Toronto, Canada

Dear Readers,

Greetings from Toronto!

It’s always nice to return to this city. This was a working week, but I still found time to visit some of my favorite haunts from my last visits. Queen Street was high on the list – it’s a parallel to South Street in Philadelphia, a hip, slightly crazy drag lined with DJ vinyl shops, punk locales, thrift stores, gourmet tea houses, art supply joints, sidewalk booths, and the occasional second-tier chain designer shop. This time around, the weather was beautiful but cold, so when I had a chance, I bundled up and ventured outside. After a brisk jaunt, I picked up an odd assortment of products: a couple of paintbrush-cleaning soap bars, some pretty moonstones from a tiny Wiccan place, and a heap of vintage fabric (including old saris) from an ethnic thrift shop. Those textiles will make great curtains and, if I ever get a sewing machine, maybe even some unusual skirts.

But that’s neither here nor there. I hope you aren’t reading this entry to track my shopping habits! What’s more interesting, musically speaking, is the “work” I did this week. (I put that in quotes, because it never really feels like work, in the day-job sense of the word.) My first professional activity was an interview at CBC – Canadian Broadcasting Corporation – Radio, to help promote the concert and to rekindle my connection with a certain portion of the Canadian classical audience. Downstairs after the interview, I toured a permanent exhibit on the legendary pianist Glenn Gould. Gould had a very close connection to the CBC, so their building is an appropriate locale for that mini-museum. While there, I bumped into the Italian conductor Gianandrea Noseda, my colleague for this engagement. He’s a self-proclaimed admirer of Gould: he and his wife had been touring the displays when I arrived. On my way out, I paused at the pianist’s contemplative statue out front for a photo, which you can see in this entry.
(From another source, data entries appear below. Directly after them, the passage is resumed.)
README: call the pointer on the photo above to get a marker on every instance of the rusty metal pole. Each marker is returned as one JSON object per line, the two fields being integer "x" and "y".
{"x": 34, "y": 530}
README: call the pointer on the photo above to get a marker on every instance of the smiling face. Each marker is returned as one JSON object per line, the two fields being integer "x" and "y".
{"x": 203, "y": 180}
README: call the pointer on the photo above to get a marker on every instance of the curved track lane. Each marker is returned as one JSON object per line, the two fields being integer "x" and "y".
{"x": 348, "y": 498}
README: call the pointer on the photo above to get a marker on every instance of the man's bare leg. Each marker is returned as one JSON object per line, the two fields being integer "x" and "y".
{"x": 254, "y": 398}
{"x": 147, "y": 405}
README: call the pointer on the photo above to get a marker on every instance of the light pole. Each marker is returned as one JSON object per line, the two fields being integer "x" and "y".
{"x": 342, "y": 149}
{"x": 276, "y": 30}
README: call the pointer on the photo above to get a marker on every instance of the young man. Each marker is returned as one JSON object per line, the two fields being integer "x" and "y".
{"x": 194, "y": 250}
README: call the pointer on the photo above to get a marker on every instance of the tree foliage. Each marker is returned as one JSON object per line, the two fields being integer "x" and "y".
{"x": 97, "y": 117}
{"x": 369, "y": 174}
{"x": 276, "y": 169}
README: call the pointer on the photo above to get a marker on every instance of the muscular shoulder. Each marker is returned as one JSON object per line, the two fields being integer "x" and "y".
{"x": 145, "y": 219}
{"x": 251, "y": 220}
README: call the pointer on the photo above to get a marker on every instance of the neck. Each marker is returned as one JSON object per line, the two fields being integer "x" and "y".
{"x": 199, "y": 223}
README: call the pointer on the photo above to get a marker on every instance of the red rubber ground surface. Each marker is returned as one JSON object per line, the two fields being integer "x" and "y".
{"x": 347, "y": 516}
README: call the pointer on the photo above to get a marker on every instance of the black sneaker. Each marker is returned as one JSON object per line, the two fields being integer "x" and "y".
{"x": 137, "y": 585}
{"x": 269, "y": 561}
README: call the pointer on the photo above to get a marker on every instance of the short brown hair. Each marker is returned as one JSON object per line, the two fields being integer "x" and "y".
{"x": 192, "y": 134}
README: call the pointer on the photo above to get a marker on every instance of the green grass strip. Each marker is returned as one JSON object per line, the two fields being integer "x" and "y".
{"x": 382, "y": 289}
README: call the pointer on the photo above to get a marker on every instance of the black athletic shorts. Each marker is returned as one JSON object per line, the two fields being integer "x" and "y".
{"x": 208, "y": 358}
Perhaps Gianandrea’s visit to the museum was also a birthday present: several days later, he celebrated a definitive anniversary (it’s not my place to say which, is it?) After the last of two decisive and very enjoyable performances, which – among other works – included Spohr’s Concerto #8 and Chausson’s Poeme, he was treated to a special dinner. He certainly deserved special treatment, and not only because it was his birthday: Gianandrea is one of the few conductors I’ve ever encountered who manages to do all of the following at the same time: he guides the orchestra positively in rehearsal, he pours energy into his leadership, he listens to what everyone is trying to do and somehow improves on all of it, and he’s a flexible colleague and a born performer who is in his element onstage and looks like he’s having a wonderful time there. All of that must have made him quite hungry.

But enough about the past few days. Now it’s time for me to head home for a week of preparation for my next tour, which will last for a grand total of nine weeks, a career record for me. In the course of that next trip, I’ll make my way through Hong Kong, New Zealand, Los Angeles (where I’ll record the soundtrack for M. Night Shyamalan’s new film The Village; the U.S. premier is on July 30), Florida, Baltimore, Russia, Philadelphia (to move apartments), and Baltimore again, making a final round trip to Germany and back for a burst of advance press appearances for my upcoming Elgar/Vaughan-Williams album. In addition, somewhere along the way, a German crew will be filming me as part of a documentary to be aired on European television later this fall. It’s going to be busy; can you see why I need a week to get ready?

Time to get going; I’ll catch you next in Hong Kong.